Une idée centrale servira de point d’appui à ce travail d’analyse et de synthèse : le maintien de certaines discriminations sexuées et la reconstitution de nouvelles formes d’inégalités là où on ne les attendait pas montrent que, si la domination masculine semble s’être atténuée, elle n’a pas disparu. Qu’il s’agisse des salaires ou des responsabilités professionnelles, des mandats électifs ou des charges parentales, de la visibilité dans la création ou de la liberté sexuelle, le masculin l’emporte encore sur le féminin. L’objectif de l’ouvrage est moins d’insister sur le maintien de ces inégalités que de comprendre comment elles se déplacent, se reconstituent, mais aussi s’atténuent, et d’essayer de saisir la nature des forces qui travaillent à leur extinction comme de celles qui y font résistance.

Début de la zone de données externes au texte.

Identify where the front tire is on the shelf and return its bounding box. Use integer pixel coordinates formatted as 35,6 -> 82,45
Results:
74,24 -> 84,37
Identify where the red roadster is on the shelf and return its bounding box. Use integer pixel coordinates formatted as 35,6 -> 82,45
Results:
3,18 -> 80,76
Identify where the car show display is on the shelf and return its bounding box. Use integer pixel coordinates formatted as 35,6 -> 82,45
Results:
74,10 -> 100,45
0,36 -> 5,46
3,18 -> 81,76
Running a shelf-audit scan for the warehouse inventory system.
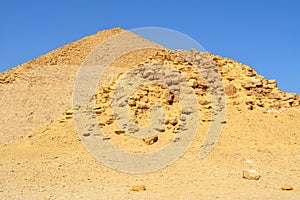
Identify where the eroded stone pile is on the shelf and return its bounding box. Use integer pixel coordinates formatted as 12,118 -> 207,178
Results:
62,50 -> 300,148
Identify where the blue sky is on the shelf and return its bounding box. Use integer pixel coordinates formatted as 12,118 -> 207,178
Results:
0,0 -> 300,94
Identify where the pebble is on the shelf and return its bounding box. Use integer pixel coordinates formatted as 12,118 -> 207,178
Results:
281,185 -> 293,191
131,185 -> 146,191
243,169 -> 260,180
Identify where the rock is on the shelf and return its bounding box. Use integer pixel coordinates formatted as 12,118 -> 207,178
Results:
115,130 -> 125,135
131,185 -> 146,192
189,79 -> 198,88
267,80 -> 277,88
143,136 -> 158,145
182,107 -> 194,115
243,169 -> 260,180
169,118 -> 178,126
128,99 -> 136,107
281,185 -> 293,191
225,84 -> 237,96
267,93 -> 280,99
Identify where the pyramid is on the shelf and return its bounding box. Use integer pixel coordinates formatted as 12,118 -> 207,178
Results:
0,28 -> 300,199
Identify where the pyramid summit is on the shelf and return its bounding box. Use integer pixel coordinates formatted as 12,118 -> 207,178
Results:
0,28 -> 300,199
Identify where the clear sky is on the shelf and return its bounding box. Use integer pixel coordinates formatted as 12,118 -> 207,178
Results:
0,0 -> 300,94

Le travail d’analyse de l’auteure est structuré autour d’une série de thèmes : le travail professionnel et domestique, la famille et la parentalité, la socialisation, la sphère publique et, enfin, l’amour et la sexualité. Ferrand s’attache ainsi, pour ces cinq thèmes, à évaluer, à l’aide des études, données et statistiques à sa disposition, ce qui a changé, mais aussi les modèles et les cas de discrimination qui perdurent. Le genre, masculin ou féminin, est le concept autour duquel s’articulent les mises en perspective de ces données et études. Dans la sphère du travail, deux constats s’imposent : la généralisation du salariat pour les femmes, à compter de la seconde moitié du xxe siècle, mais aussi le maintien des inégalités, qu’il s’agisse de rémunération, d’avancement ou encore de part dans le travail domestique. Si l’amélioration des positions féminines est indéniable au fil des années, écrit l’auteure, elle n’est toutefois que relative. « Le marché du travail, soutient Ferrand, réinvente des formes subtiles de ségrégation, qui permettent le maintien des inégalités » (p. 13). Par ailleurs, à salaire égal, les femmes se voient octroyer un salaire inférieur à celui de leurs homologues masculins, et cet écart est d’autant plus grand qu’il concerne des diplômes plus prestigieux. Explication fournie par Ferrand : cet écart inexpliqué s’explique en définitive très bien. « Il correspond à la valorisation des caractéristiques plutôt détenues par les hommes, dans une logique qui se suffit à elle-même, à travers la croyance quasiment naturelle qu’il est quand même normal de payer davantage les hommes » (p. 15). « Enfin, l’activité professionnelle des femmes n’a guère bouleversé la division traditionnelle du travail domestique, l’assignation aux femmes des charges familiales allant toujours de soi » (p. 21).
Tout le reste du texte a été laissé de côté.